27      En répondant à la quatrième branche de ce moyen, le Tribunal a écarté comme étant irrecevable la quatrième branche dudit moyen, considérant que les requérantes faisaient une « référence générale » à un « autre document » aux fins de leur argumentation et qu’elles n’avaient pas étayé le postulat sur lequel reposait cette argumentation. En tout état de cause, ladite argumentation devait, selon le Tribunal, être écartée comme étant non fondée. Dans le cadre de son analyse de la cinquième branche du même moyen, le Tribunal a écarté l’argumentation des requérantes selon laquelle la Commission n’aurait pas dû ajuster leurs coûts de production en remplaçant les coûts du gaz naturel qu’elles avaient effectivement supportés par les prix à la frontière entre l’Allemagne et la République tchèque, ajustés au transport vers la Russie.
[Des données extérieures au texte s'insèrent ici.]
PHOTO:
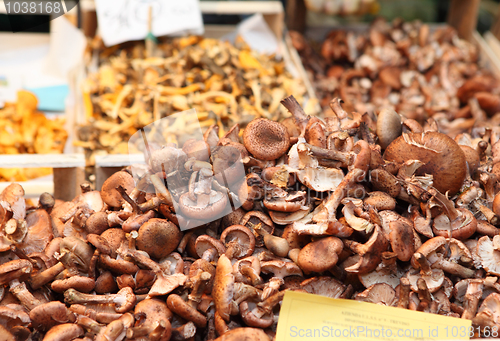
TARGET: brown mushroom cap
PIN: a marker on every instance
(320, 255)
(158, 237)
(442, 157)
(265, 139)
(109, 193)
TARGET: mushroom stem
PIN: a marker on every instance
(184, 332)
(200, 284)
(404, 292)
(269, 303)
(89, 324)
(251, 273)
(209, 254)
(472, 297)
(161, 191)
(423, 263)
(335, 105)
(278, 246)
(101, 317)
(272, 287)
(21, 292)
(487, 212)
(423, 294)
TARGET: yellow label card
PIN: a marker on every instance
(312, 317)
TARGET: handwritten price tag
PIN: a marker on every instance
(312, 317)
(125, 20)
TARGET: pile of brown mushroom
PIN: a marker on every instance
(225, 83)
(405, 217)
(405, 66)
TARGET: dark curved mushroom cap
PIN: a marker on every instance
(265, 139)
(158, 237)
(39, 232)
(109, 193)
(442, 157)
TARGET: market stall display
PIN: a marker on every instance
(224, 83)
(25, 130)
(408, 67)
(327, 212)
(245, 192)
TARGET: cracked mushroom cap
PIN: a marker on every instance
(388, 127)
(461, 228)
(489, 252)
(379, 293)
(280, 268)
(380, 200)
(109, 193)
(158, 237)
(442, 157)
(488, 313)
(49, 314)
(167, 159)
(429, 247)
(223, 288)
(205, 243)
(64, 332)
(324, 286)
(240, 239)
(244, 334)
(216, 207)
(15, 269)
(266, 140)
(320, 255)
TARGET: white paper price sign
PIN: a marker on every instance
(125, 20)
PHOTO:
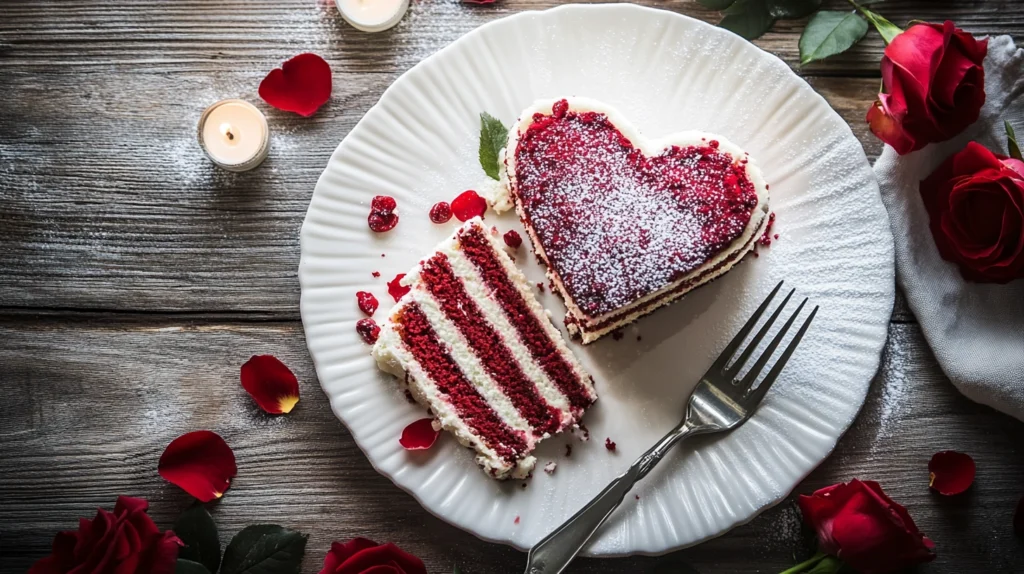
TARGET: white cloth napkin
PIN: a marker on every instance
(976, 330)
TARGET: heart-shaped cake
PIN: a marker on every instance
(623, 224)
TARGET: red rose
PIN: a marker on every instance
(361, 556)
(934, 86)
(975, 203)
(125, 541)
(858, 524)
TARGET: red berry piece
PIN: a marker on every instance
(512, 238)
(368, 329)
(440, 213)
(395, 289)
(468, 205)
(382, 217)
(368, 303)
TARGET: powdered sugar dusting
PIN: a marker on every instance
(617, 225)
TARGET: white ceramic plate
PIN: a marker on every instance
(667, 73)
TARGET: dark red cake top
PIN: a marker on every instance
(615, 224)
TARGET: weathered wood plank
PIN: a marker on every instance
(91, 402)
(194, 34)
(109, 203)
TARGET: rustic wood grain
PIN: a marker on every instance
(82, 427)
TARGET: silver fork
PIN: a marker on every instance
(721, 402)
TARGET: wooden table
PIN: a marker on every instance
(135, 278)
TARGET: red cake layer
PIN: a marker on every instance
(616, 224)
(478, 251)
(488, 346)
(422, 342)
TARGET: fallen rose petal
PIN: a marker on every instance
(300, 85)
(950, 472)
(1019, 518)
(270, 384)
(420, 435)
(199, 462)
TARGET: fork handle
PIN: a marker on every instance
(557, 549)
28      En ce qui concerne le quatrième moyen, le Tribunal a considéré, en premier lieu, que les requérantes n’avaient fourni aucun élément de preuve de nature à démontrer que la Commission avait violé le droit à une bonne administration. En deuxième lieu, le Tribunal a écarté l’argumentation des requérantes selon laquelle les conditions permettant de ne pas appliquer la règle du droit moindre au titre de l’article 7, paragraphe 2 bis, du règlement de base n’étaient pas satisfaites. En troisième lieu, le Tribunal a écarté l’argumentation des requérantes selon laquelle l’article 9, paragraphe 5, du règlement de base exige que la règle du droit moindre, au titre de l’article 7, paragraphe 2 bis, de celui-ci, soit appliquée individuellement pour chaque producteur-exportateur, sous peine de violation de cette dernière disposition et du principe de non-discrimination.
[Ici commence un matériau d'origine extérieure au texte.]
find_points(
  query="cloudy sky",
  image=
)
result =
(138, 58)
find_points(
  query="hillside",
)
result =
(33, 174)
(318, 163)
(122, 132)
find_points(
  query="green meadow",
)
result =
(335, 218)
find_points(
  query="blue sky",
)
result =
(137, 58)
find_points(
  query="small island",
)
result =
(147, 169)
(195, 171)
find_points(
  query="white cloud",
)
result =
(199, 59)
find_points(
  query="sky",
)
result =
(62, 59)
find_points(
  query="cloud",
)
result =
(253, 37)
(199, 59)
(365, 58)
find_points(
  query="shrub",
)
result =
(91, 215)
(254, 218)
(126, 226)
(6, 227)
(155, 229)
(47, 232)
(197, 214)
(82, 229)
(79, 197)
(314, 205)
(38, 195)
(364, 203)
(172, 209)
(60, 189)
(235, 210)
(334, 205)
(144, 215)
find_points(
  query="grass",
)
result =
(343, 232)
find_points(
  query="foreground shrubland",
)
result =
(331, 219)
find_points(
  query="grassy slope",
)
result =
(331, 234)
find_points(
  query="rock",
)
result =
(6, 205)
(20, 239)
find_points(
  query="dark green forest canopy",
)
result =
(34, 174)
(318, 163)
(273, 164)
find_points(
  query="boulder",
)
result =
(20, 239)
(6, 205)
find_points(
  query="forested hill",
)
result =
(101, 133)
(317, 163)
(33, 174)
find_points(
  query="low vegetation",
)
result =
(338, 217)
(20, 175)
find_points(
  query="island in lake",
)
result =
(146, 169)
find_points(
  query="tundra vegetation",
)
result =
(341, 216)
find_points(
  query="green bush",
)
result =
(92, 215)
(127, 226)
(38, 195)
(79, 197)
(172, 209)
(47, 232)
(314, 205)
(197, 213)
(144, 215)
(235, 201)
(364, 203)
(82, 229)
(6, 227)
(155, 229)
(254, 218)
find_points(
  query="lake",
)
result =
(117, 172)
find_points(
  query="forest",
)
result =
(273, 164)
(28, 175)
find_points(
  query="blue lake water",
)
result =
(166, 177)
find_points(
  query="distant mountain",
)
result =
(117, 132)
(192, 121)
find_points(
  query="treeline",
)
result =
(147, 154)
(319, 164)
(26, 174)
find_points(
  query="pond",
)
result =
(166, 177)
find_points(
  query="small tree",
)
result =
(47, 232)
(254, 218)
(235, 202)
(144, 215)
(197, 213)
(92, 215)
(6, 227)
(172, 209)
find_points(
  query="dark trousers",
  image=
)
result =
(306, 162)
29      En quatrième lieu, le Tribunal a constaté que la Commission n’avait pas commis d’erreur en considérant que les importations dans l’Union provenant de Trinité-et-Tobago et des États-Unis ne se trouvaient pas dans une situation comparable à celles provenant de Russie et que, partant, cette institution n’avait pas violé l’article 9, paragraphe 5, du règlement de base. En cinquième lieu, le Tribunal a écarté l’argumentation des requérantes tirée de la violation de l’article 18, paragraphes 1 et 4, du règlement de base.

 Les conclusions des parties au pourvoi

30      Les requérantes demandent à la Cour :

–        d’annuler l’arrêt attaqué ;

–        d’annuler le règlement d’exécution litigieux en ce qui concerne les parties visées par les première à quatrième branches du premier moyen soulevé devant le Tribunal, ainsi que par les première et quatrième branches du quatrième moyen soulevé devant celui-ci, « dans la mesure où l’état de la procédure le permet » ;

–        à titre subsidiaire, de renvoyer l’affaire devant le Tribunal ;

–        de condamner la Commission aux dépens.
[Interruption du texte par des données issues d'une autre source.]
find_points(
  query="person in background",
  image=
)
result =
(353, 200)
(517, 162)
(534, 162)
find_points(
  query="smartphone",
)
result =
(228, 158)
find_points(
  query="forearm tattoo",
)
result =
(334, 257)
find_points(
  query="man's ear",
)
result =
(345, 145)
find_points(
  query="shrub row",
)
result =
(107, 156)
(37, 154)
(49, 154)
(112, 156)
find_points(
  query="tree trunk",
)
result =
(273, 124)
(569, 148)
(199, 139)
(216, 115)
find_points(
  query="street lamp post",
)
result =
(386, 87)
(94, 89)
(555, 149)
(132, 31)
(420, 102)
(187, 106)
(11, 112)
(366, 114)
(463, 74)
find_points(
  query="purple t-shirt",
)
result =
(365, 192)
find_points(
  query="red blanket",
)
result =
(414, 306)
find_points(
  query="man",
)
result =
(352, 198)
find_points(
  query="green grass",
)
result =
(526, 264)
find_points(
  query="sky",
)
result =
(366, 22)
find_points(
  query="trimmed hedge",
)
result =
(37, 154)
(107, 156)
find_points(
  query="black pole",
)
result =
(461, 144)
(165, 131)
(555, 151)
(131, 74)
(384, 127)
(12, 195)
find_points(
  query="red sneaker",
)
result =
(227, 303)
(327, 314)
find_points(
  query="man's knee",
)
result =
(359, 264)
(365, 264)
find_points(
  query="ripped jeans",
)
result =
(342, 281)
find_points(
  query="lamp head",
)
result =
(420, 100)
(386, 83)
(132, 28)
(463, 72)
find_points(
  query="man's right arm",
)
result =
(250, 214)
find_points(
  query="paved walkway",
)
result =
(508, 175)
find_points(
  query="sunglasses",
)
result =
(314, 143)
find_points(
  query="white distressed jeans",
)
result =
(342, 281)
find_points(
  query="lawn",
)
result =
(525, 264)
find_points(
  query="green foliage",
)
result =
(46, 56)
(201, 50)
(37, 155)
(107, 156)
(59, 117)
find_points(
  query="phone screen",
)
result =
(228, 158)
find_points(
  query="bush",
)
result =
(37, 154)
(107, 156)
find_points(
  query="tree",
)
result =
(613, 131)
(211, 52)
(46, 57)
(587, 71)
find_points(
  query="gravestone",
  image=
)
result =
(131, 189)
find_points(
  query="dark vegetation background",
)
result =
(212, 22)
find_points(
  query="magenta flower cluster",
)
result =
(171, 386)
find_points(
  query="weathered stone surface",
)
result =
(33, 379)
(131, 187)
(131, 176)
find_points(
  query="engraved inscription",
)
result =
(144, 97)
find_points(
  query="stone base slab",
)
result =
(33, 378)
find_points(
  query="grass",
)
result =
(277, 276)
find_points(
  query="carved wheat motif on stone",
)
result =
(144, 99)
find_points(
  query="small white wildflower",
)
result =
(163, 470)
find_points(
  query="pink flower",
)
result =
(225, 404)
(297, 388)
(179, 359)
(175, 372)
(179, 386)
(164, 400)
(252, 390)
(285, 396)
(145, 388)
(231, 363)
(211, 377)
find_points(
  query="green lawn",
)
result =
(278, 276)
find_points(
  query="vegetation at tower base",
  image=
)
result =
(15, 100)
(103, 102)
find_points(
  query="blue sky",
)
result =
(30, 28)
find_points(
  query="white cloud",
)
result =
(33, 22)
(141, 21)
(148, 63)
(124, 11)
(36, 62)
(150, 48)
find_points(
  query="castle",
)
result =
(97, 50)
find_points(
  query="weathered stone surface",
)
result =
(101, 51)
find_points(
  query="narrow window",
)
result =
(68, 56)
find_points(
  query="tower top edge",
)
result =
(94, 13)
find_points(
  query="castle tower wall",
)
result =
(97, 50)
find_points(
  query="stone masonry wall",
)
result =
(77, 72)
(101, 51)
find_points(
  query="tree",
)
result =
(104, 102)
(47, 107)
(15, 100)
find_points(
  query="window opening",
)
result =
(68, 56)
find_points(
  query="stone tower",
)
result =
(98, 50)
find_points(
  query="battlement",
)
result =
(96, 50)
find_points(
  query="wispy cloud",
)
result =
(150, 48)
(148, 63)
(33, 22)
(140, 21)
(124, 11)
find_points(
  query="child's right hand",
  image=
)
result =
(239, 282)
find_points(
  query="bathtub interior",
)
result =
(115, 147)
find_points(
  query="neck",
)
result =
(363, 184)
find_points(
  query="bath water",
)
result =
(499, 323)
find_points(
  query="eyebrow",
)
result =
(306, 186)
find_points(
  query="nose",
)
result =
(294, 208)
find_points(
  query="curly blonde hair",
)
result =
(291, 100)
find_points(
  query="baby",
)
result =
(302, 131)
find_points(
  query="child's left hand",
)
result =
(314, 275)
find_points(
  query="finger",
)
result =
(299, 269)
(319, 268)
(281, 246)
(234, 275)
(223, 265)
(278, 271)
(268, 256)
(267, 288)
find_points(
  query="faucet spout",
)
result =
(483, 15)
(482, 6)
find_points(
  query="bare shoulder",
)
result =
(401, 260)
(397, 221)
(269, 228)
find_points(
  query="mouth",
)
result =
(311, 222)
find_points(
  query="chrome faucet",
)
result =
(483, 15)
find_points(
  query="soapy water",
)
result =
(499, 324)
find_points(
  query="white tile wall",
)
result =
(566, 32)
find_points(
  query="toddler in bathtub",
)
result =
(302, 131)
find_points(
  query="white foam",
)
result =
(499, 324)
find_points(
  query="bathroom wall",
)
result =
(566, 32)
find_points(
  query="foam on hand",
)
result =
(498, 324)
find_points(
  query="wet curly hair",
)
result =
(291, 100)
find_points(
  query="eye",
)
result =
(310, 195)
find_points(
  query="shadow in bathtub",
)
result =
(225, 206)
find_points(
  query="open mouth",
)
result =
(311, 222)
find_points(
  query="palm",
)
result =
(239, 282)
31      La Commission, soutenue par Fertilizers Europe, demande à la Cour :

–        de rejeter le pourvoi et

–        de condamner les requérantes aux dépens.

 Sur la demande d’ouverture de la phase orale de la procédure et de présentation de conclusions

32      À la suite de la notification de la décision de la Cour de juger l’affaire sans tenir audience et sans présentation de conclusions, les requérantes ont demandé, par un acte déposé au greffe de la Cour le 19 octobre 2023, à ce que soit ordonnée l’ouverture de la phase orale de la procédure, en application de l’article 83 du règlement de procédure de la Cour, et que des « conclusions ciblées » sur le premier moyen de pourvoi soient présentées.

33      Conformément à l’article 83 de son règlement de procédure, la Cour peut, à tout moment, l’avocat général entendu, ordonner l’ouverture ou la réouverture de la phase orale de la procédure, notamment si elle considère qu’elle est insuffisamment éclairée, ou lorsqu’une partie a soumis, après la clôture de cette phase, un fait nouveau de nature à exercer une influence décisive sur la décision de la Cour, ou encore lorsque l’affaire doit être tranchée sur la base d’un argument qui n’a pas été débattu entre les intéressés visés à l’article 23 du statut de la Cour de justice de l’Union européenne.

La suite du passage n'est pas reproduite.